The FREEDOM TO VIEW, along with the freedom to speak, to hear, and to read, is protected by the First Amendment to the Constitution of the United States. In a free society, there is no place for censorship of any medium of expression. Therefore these principles are affirmed:

  1. To provide the broadest access to film, video, and other audiovisual materials because they are a means for the communication of ideas. Liberty of circulation is essential to insure the constitutional guarantee of freedom of expression.
  2. To protect the confidentiality of all individuals and institutions using film, video, and other audiovisual materials.
  3.  To provide film, video, and other audiovisual materials which represent a diversity of views and expression. Selection of a work does not constitute or imply agreement with or approval of the content.
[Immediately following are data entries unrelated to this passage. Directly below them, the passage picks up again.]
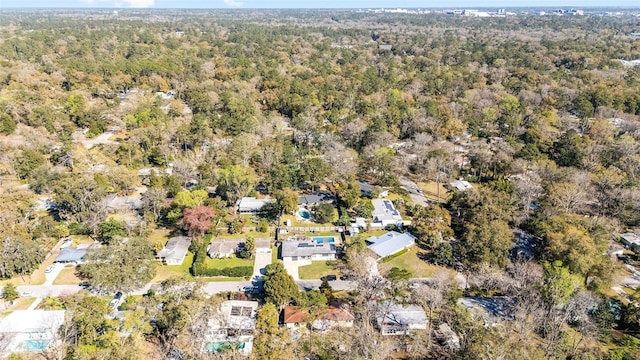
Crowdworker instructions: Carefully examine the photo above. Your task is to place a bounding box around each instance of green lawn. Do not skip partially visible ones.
[217,231,273,240]
[418,181,450,203]
[298,261,340,280]
[151,252,193,283]
[378,246,445,277]
[204,256,255,269]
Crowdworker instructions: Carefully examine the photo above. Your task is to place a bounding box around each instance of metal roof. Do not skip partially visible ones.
[367,231,416,257]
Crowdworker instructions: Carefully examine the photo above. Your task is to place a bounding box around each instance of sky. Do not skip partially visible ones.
[0,0,640,10]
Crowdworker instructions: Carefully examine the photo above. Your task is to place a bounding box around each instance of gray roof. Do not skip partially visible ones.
[371,199,402,222]
[620,233,640,246]
[357,180,373,194]
[207,240,244,256]
[53,248,87,263]
[376,301,427,326]
[367,231,416,257]
[282,240,336,257]
[158,236,191,261]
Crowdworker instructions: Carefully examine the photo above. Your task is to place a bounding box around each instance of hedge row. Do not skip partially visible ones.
[380,249,409,262]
  4. To provide a diversity of viewpoints without the constraint of labeling or prejudging film, video, or other audiovisual materials on the basis of the moral, religious, or political beliefs of the producer or filmmaker or on the basis of controversial content.
  5. To contest vigorously, by all lawful means, every encroachment upon the public’s freedom to view.

This statement was originally drafted by the Freedom to View Committee of the American Film and Video Association (formerly the Educational Film Library Association) and was adopted by the AFVA Board of Directors in February 1979. This statement was updated and approved by the AFVA Board of Directors in 1989.